[v1,2/4] mbuf: add second dynamic field member for VA only build

Message ID 20220829151626.2101336-3-sthotton@marvell.com (mailing list archive)
State Superseded, archived
Delegated to: Thomas Monjalon
Headers
Series mbuf dynamic field expansion |

Checks

Context Check Description
ci/checkpatch warning coding style issues

Commit Message

Shijith Thotton Aug. 29, 2022, 3:16 p.m. UTC
  mbuf physical address field is not used in builds which only uses VA. It
is used to expand the dynamic field area.

Signed-off-by: Shijith Thotton <sthotton@marvell.com>
---
 lib/mbuf/rte_mbuf_core.h | 26 +++++++++++++++++---------
 lib/mbuf/rte_mbuf_dyn.c  |  2 ++
 2 files changed, 19 insertions(+), 9 deletions(-)
  

Comments

Morten Brørup Aug. 29, 2022, 6:32 p.m. UTC | #1
> From: Shijith Thotton [mailto:sthotton@marvell.com]
> Sent: Monday, 29 August 2022 17.16
> 
> mbuf physical address field is not used in builds which only uses VA.
> It is used to expand the dynamic field area.
> 
> Signed-off-by: Shijith Thotton <sthotton@marvell.com>
> ---
>  lib/mbuf/rte_mbuf_core.h | 26 +++++++++++++++++---------
>  lib/mbuf/rte_mbuf_dyn.c  |  2 ++
>  2 files changed, 19 insertions(+), 9 deletions(-)
> 
> diff --git a/lib/mbuf/rte_mbuf_core.h b/lib/mbuf/rte_mbuf_core.h
> index 81cb07c2e4..98ce62fd6a 100644
> --- a/lib/mbuf/rte_mbuf_core.h
> +++ b/lib/mbuf/rte_mbuf_core.h
> @@ -579,15 +579,23 @@ struct rte_mbuf {
>  	RTE_MARKER cacheline0;
> 
>  	void *buf_addr;           /**< Virtual address of segment buffer.
> */
> -	/**
> -	 * Physical address of segment buffer.
> -	 * This field is invalid if the build is configured to use only
> -	 * virtual address as IOVA (i.e. RTE_IOVA_AS_VA is defined).
> -	 * Force alignment to 8-bytes, so as to ensure we have the exact
> -	 * same mbuf cacheline0 layout for 32-bit and 64-bit. This makes
> -	 * working on vector drivers easier.
> -	 */
> -	rte_iova_t buf_iova __rte_aligned(sizeof(rte_iova_t));
> +	RTE_STD_C11
> +	union {
> +		/**
> +		 * Physical address of segment buffer.
> +		 * This field is invalid if the build is configured to use
> only
> +		 * virtual address as IOVA (i.e. RTE_IOVA_AS_VA is
> defined).
> +		 * Force alignment to 8-bytes, so as to ensure we have the
> exact
> +		 * same mbuf cacheline0 layout for 32-bit and 64-bit. This
> makes
> +		 * working on vector drivers easier.
> +		 */
> +		rte_iova_t buf_iova __rte_aligned(sizeof(rte_iova_t));
> +		/**
> +		 * Reserved for dynamic field in builds where physical
> address
> +		 * field is invalid.
> +		 */
> +		uint64_t dynfield2;
> +	};
> 
>  	/* next 8 bytes are initialised on RX descriptor rearm */
>  	RTE_MARKER64 rearm_data;

I know that the intention here is to keep the rte_mbuf structure intact, which will certainly improve the probability of getting this patch series into DPDK.
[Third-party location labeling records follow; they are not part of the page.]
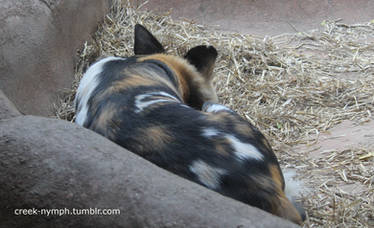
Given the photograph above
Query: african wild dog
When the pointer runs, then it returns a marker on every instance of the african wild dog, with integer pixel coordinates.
(164, 108)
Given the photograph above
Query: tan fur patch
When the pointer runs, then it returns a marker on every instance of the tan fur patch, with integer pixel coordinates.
(187, 76)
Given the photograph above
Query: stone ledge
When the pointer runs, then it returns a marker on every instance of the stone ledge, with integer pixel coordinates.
(51, 163)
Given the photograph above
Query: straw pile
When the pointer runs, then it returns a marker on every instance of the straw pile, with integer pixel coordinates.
(292, 87)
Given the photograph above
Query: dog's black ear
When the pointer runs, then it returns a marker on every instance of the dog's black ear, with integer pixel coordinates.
(145, 43)
(203, 58)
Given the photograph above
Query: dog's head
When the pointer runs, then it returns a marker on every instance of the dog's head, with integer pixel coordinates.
(194, 72)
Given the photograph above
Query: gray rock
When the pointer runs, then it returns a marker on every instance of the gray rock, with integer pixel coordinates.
(7, 108)
(39, 39)
(47, 163)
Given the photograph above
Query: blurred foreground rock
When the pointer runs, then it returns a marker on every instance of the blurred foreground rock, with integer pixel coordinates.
(47, 163)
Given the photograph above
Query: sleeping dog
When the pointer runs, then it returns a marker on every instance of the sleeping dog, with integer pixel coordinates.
(164, 108)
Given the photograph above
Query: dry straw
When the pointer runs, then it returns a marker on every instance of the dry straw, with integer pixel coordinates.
(291, 86)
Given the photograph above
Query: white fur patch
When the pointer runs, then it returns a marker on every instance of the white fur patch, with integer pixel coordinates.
(244, 150)
(208, 175)
(217, 108)
(210, 132)
(141, 104)
(87, 85)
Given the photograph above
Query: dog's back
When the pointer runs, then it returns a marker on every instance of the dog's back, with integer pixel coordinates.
(164, 109)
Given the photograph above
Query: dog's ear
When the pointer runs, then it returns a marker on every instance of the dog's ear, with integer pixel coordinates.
(203, 58)
(145, 43)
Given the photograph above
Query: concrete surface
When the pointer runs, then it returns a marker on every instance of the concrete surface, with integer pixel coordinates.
(39, 40)
(7, 108)
(47, 163)
(266, 17)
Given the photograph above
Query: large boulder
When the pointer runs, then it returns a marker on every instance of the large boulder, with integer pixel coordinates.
(53, 164)
(39, 39)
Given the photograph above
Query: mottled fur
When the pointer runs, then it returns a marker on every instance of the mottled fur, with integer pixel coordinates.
(164, 108)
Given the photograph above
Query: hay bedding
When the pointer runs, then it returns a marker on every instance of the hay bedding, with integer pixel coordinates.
(291, 86)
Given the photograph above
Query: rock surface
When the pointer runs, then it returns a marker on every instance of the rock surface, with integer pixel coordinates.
(7, 108)
(47, 163)
(39, 39)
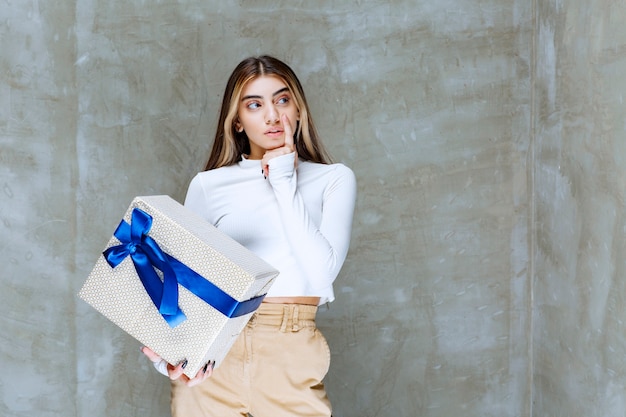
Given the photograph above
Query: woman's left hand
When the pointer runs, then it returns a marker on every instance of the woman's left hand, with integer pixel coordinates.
(176, 372)
(287, 148)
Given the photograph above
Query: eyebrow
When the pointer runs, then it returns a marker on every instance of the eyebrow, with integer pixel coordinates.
(282, 90)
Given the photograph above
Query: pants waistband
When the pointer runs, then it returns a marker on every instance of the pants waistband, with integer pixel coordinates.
(285, 317)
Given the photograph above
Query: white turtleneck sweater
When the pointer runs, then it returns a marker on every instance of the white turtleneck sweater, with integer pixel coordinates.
(297, 220)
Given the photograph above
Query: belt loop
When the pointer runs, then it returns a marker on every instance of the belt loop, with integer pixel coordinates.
(295, 321)
(283, 323)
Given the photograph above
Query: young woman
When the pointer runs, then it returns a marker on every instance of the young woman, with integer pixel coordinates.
(269, 184)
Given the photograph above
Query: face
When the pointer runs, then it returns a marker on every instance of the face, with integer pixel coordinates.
(263, 102)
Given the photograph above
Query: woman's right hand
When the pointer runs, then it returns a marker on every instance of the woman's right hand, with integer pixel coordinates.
(176, 372)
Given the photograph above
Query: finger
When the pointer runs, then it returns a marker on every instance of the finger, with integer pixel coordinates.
(202, 375)
(288, 132)
(177, 371)
(150, 354)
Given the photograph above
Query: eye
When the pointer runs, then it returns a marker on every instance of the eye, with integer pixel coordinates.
(253, 105)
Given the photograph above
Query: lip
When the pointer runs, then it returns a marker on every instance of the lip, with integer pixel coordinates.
(274, 132)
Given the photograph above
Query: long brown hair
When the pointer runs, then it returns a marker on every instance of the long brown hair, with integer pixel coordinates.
(229, 145)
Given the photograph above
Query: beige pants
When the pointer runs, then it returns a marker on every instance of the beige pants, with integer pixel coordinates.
(274, 369)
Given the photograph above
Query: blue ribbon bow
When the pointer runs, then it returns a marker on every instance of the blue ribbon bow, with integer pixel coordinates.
(147, 255)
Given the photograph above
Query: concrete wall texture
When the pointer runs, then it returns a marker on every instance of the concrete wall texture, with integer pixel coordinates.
(486, 273)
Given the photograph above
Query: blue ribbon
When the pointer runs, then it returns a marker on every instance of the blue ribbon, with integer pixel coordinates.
(147, 255)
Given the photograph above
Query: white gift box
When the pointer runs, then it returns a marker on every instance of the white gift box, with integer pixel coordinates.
(231, 279)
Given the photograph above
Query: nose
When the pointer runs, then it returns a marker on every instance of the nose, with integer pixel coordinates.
(271, 117)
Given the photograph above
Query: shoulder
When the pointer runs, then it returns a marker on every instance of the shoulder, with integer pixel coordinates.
(336, 169)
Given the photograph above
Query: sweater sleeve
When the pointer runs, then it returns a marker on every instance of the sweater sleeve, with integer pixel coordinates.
(321, 250)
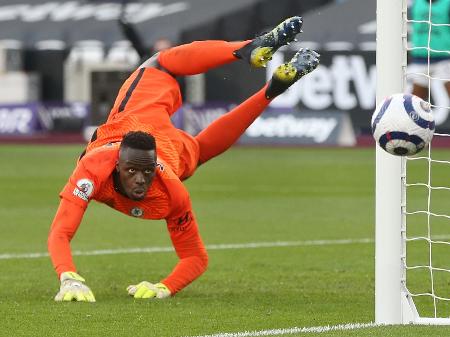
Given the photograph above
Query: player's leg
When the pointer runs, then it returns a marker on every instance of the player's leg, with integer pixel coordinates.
(419, 79)
(200, 56)
(227, 129)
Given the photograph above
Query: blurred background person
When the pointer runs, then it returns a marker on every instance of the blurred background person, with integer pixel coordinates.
(429, 45)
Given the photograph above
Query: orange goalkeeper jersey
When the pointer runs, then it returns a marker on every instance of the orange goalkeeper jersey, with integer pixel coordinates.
(167, 198)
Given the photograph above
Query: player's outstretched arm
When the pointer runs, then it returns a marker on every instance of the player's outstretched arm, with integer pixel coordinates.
(193, 260)
(65, 224)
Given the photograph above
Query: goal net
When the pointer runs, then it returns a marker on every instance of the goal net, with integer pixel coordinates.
(413, 193)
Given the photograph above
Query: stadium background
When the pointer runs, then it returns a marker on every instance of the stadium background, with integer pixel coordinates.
(62, 62)
(288, 248)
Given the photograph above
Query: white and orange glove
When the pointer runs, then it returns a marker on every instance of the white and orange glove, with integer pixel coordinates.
(148, 290)
(73, 289)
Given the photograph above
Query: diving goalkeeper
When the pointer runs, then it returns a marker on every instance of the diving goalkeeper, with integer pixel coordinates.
(136, 161)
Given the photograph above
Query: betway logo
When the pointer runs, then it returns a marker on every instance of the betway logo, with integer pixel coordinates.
(346, 83)
(288, 126)
(15, 120)
(74, 10)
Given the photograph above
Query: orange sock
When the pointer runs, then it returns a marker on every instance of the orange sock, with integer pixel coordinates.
(199, 56)
(226, 130)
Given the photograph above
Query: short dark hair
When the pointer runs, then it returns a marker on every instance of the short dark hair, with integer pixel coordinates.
(138, 140)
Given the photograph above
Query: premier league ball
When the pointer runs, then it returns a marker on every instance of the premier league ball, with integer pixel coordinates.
(403, 124)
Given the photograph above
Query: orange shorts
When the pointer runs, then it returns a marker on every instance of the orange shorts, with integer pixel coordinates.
(146, 101)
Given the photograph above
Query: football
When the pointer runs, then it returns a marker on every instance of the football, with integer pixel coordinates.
(403, 124)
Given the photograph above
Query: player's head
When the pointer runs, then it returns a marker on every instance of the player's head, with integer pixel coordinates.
(136, 164)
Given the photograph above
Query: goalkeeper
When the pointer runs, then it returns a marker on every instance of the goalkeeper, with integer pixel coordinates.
(136, 161)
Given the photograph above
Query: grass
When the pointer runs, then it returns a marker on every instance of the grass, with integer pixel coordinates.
(246, 195)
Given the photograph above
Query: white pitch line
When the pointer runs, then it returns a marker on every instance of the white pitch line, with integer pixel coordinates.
(249, 245)
(295, 330)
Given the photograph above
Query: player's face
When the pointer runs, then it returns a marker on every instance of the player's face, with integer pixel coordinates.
(136, 170)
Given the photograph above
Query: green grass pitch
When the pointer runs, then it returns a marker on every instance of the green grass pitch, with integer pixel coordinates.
(248, 195)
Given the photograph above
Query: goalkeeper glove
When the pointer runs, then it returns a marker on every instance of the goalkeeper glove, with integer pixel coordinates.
(73, 289)
(148, 290)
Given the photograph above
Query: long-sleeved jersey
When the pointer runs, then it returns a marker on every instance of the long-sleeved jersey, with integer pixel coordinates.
(167, 198)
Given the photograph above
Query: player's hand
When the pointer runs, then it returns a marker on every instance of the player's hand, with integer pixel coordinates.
(148, 290)
(73, 289)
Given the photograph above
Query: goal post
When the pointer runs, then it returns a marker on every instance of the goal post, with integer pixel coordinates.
(390, 60)
(394, 304)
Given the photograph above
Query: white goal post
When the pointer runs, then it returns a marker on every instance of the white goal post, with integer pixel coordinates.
(393, 303)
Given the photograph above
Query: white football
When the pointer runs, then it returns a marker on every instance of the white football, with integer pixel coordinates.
(403, 124)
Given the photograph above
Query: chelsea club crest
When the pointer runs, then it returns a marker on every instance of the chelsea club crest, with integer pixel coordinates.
(137, 212)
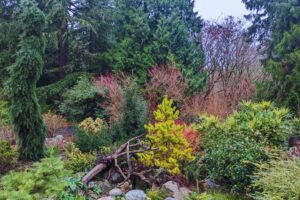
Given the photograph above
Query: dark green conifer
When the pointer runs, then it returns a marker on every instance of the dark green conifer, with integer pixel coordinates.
(24, 74)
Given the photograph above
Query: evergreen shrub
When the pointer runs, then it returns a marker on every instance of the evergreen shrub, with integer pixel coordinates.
(45, 180)
(252, 135)
(81, 101)
(92, 135)
(277, 180)
(8, 156)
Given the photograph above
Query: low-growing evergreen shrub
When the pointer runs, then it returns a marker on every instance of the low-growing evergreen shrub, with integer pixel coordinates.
(249, 136)
(45, 180)
(91, 135)
(8, 156)
(78, 161)
(278, 180)
(81, 101)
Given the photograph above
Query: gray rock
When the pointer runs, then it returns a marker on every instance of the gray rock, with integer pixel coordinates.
(184, 192)
(106, 198)
(176, 191)
(115, 192)
(172, 187)
(105, 186)
(210, 184)
(91, 185)
(136, 195)
(116, 177)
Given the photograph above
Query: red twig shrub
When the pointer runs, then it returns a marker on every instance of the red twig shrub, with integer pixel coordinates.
(166, 80)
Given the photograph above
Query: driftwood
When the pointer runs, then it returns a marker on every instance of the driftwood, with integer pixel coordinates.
(124, 150)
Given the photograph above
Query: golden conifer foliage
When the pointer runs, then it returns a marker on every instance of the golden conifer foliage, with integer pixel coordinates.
(166, 137)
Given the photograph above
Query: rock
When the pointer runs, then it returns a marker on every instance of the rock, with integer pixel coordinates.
(92, 195)
(210, 184)
(184, 192)
(176, 191)
(115, 192)
(136, 195)
(59, 138)
(91, 185)
(105, 186)
(106, 198)
(126, 186)
(116, 177)
(172, 187)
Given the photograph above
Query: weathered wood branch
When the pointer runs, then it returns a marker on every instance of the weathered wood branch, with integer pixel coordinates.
(124, 150)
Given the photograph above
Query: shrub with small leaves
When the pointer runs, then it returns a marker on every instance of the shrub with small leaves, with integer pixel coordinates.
(250, 136)
(92, 126)
(158, 194)
(172, 149)
(90, 142)
(81, 101)
(78, 161)
(45, 180)
(8, 156)
(54, 123)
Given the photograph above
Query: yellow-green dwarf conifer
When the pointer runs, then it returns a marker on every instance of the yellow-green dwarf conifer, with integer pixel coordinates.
(166, 137)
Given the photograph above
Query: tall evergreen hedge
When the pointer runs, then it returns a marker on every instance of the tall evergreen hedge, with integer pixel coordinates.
(24, 74)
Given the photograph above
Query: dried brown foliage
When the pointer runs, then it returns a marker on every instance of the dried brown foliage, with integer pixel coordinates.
(166, 80)
(55, 124)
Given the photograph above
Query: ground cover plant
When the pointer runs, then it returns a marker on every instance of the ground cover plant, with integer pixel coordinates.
(104, 99)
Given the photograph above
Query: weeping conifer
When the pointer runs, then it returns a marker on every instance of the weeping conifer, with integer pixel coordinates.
(24, 74)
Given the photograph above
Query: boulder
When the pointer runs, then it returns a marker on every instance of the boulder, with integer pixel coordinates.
(105, 186)
(136, 195)
(210, 184)
(176, 191)
(126, 186)
(106, 198)
(115, 192)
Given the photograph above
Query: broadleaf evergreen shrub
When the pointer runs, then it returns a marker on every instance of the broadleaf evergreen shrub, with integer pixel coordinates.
(45, 180)
(252, 135)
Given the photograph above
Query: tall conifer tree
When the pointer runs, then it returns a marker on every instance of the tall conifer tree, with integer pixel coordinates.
(24, 74)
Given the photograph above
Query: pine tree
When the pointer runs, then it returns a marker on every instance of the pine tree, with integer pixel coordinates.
(24, 74)
(275, 24)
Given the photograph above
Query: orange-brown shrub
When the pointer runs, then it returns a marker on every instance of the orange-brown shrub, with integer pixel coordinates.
(166, 80)
(219, 101)
(55, 123)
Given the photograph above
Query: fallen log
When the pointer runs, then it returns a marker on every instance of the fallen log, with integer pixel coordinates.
(124, 150)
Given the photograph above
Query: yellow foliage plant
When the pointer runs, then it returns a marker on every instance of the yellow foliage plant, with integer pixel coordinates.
(92, 126)
(166, 137)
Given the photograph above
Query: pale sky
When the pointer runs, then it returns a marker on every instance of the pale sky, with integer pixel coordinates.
(218, 9)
So, I will add a comment for the benefit of the other participants in the discussion:

With this patch, and in RTE_IOVA_AS_VA mode, it becomes possible to move m->next into the first cache line, so rte_pktmbuf_prefree_seg() does not have to touch the second cache line, thus potentially improving performance by eliminating one cache miss per freed packet segment. (I also recall someone mentioning that some PMDs set m->next on RX... If that is the case, a cache miss per packet might also be avoidable in those PMDs.)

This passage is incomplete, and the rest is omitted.